Arguments for funding infrastructure projects through tax reform have been increasingly voiced, most notably by Democrat Congressman John Delaney, who has introduced at least three related bills in the past two years, and President Barack Obama himself, who in previous statements has tied infrastructure funding to a change in the tax code.
However, a similar argument recently came from Paul Ryan, a Republican Congressman from Wisconsin who is also chairman of the House Ways and Means Committee.
“We see tax reform, full and comprehensive tax reform as a 2017 project,” Ryan said at an event hosted by the Christian Science Monitor, a news organisation owned by the Church of Christ, Scientist. “But a down payment on that project in 2015 is very possible and it’s also a part of fixing our international rules, financing the Highway Trust Fund (HTF), so that project is still under way.”
Asked how the Highway Trust Fund and other infrastructure projects would be linked to tax reform, Ryan responded: “The only way repatriation works is if it is part of permanent reform going from a worldwide system to a more internationally competitive exemption system. Repatriation does not work – and we will not do – a temporary holiday.”
Repatriation, a provision which requires US companies to pay taxes on their foreign earnings, features prominently in Delaney’s Infrastructure 2.0 Act, a bill the Maryland Democrat introduced in late January. President Obama also included a similar proposal in his draft budget for 2016.
Both Infrastructure 2.0 and Obama’s proposal would require US companies to pay taxes on their foreign earnings now, as opposed to deferring payment indefinitely. Under current law, corporations do not have to pay taxes on revenues generated abroad until and unless they repatriate those funds.
Obama has also indicated in the past that he was opposed to giving companies a tax holiday that would result in lost revenues for the government and set a dangerous precedent.

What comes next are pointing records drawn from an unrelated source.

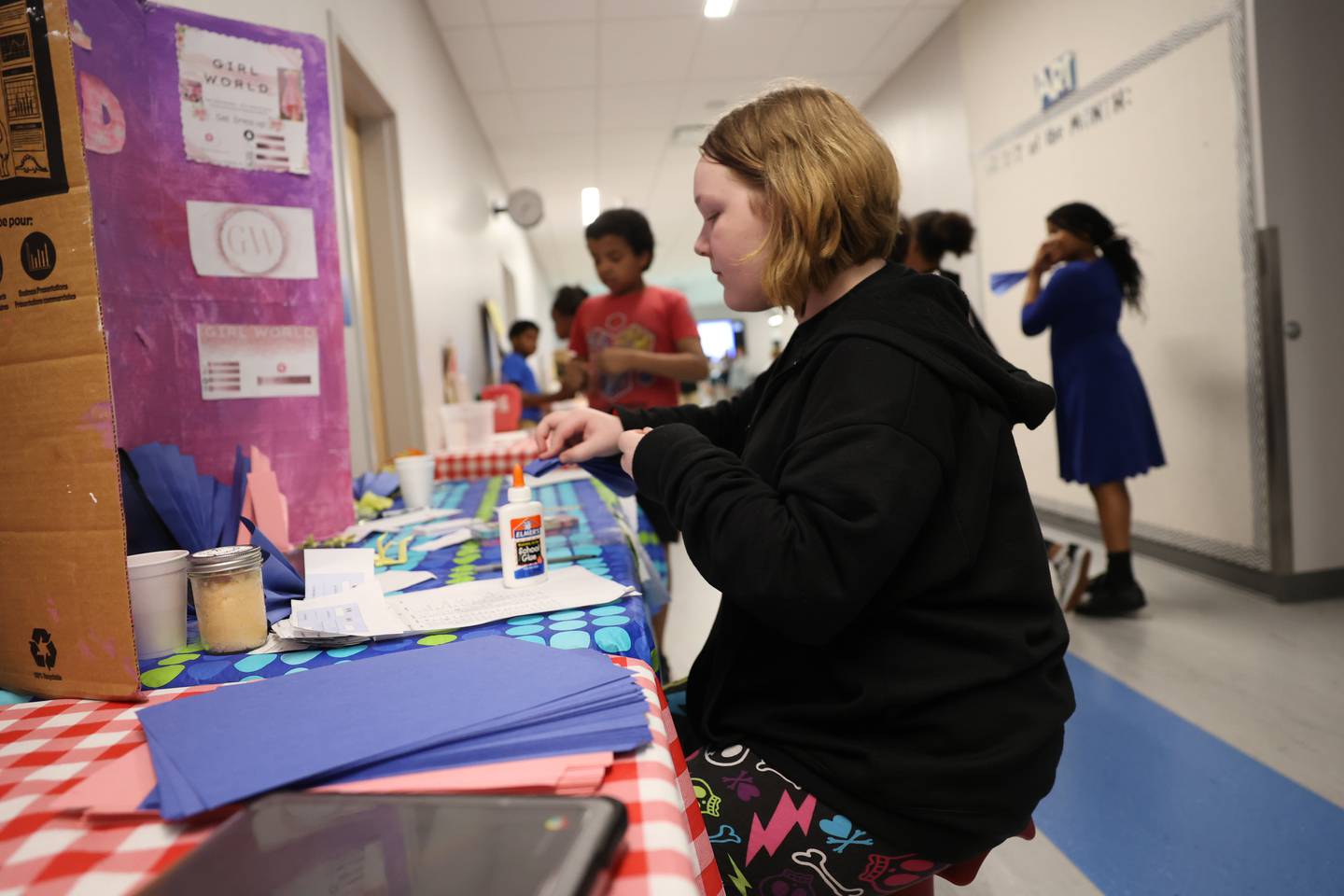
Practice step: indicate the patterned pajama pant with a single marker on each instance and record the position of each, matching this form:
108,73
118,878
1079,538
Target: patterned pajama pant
773,838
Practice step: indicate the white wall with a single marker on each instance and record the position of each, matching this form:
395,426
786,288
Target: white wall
757,330
973,82
1303,133
1164,165
449,176
922,116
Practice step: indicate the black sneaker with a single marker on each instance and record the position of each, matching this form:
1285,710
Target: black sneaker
1070,567
1113,601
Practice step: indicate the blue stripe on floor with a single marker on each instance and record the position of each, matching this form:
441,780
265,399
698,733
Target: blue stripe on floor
1148,804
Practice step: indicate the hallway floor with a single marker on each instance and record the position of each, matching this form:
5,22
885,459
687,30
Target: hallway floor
1206,755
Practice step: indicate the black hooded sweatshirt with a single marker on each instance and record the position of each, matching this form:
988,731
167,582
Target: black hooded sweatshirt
889,637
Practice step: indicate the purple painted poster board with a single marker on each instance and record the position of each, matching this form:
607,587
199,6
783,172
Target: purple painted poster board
152,299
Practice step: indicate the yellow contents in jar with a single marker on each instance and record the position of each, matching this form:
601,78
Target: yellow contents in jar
231,609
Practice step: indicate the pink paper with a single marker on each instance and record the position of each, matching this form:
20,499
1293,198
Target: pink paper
271,505
576,776
115,791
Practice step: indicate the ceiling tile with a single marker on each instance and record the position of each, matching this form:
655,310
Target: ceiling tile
857,89
475,60
626,186
532,11
625,148
650,8
910,33
705,101
647,49
530,156
497,113
866,5
745,46
837,42
553,55
641,106
454,14
556,112
756,7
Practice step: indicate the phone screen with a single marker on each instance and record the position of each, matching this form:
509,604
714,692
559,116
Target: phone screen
347,846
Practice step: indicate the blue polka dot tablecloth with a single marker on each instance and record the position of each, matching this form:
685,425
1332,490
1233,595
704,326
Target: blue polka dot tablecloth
620,627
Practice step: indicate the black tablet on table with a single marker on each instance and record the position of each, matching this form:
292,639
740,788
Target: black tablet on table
295,844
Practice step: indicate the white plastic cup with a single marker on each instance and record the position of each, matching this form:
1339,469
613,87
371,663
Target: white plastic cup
417,476
159,602
468,425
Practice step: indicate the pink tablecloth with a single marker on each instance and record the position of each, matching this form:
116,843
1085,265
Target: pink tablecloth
49,747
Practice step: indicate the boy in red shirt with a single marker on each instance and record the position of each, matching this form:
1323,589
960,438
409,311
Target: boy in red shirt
638,342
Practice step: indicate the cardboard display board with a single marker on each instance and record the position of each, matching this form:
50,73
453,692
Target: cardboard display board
64,611
208,149
158,195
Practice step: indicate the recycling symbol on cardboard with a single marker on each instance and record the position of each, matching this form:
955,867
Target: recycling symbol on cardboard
43,649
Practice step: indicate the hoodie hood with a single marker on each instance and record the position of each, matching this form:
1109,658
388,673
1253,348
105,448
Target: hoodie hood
929,318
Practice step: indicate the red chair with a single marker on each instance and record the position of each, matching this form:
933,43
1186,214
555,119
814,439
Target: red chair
961,874
509,406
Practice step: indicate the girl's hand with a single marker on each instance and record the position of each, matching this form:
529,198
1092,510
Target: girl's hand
578,436
628,442
1046,257
613,361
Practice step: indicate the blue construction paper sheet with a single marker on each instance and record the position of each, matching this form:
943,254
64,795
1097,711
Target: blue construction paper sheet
278,580
1002,281
382,483
234,743
604,469
617,730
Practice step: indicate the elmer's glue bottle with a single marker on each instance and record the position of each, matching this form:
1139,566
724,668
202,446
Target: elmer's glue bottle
522,536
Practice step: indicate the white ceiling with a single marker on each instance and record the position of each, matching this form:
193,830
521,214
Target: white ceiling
588,93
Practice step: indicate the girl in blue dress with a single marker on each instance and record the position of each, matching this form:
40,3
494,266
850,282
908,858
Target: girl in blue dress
1102,416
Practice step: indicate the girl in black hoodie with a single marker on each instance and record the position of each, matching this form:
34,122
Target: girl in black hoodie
883,691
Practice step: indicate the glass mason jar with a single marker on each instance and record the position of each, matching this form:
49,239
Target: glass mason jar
230,602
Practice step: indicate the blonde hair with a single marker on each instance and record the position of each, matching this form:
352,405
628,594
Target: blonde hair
828,183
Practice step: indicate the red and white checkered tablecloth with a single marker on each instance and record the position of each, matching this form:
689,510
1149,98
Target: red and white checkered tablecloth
49,747
497,459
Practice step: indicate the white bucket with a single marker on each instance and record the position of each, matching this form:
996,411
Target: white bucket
417,477
468,426
159,602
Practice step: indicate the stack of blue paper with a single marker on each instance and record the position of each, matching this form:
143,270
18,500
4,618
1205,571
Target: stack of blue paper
476,702
202,512
607,470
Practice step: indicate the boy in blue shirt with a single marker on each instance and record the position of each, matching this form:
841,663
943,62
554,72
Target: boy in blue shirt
515,370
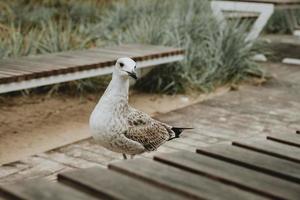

Inversions are one of the main reasons “a sense of urgency to fix our international rules” exists, according to Ryan.
“So the repatriation works only if it is in reforming our international rules,” he reiterated, adding that “we have to exhaust the possibility that we can do that with the [Obama] administration. If we can’t, then we’ll go to Plan B, which is to put together a pay-for package for a multi-year highway bill.”
He acknowledged, however, that for the time being a short-term extension would be passed for the Highway Trust Fund “so that we can buy ourselves the time we need to try and put this together.”
HTF, the federal government’s primary funding mechanism for surface transportation projects was set to go bankrupt this past August. A short-term extension made it solvent through May 2015, at which point it is set to go bankrupt again.
Delaney welcomed Ryan’s comments, stating that his thinking on the topic was “smart and well-reasoned.”
“We will continue to make the bipartisan case for the Infrastructure 2.0 Act, which follows Mr. Ryan’s macro framing by permanently fixing our international tax system, creates a path for trillions of dollars of overseas cash to return to the US, funds a six-year highway bill and launches a massive US infrastructure investment programme,” he said in a statement.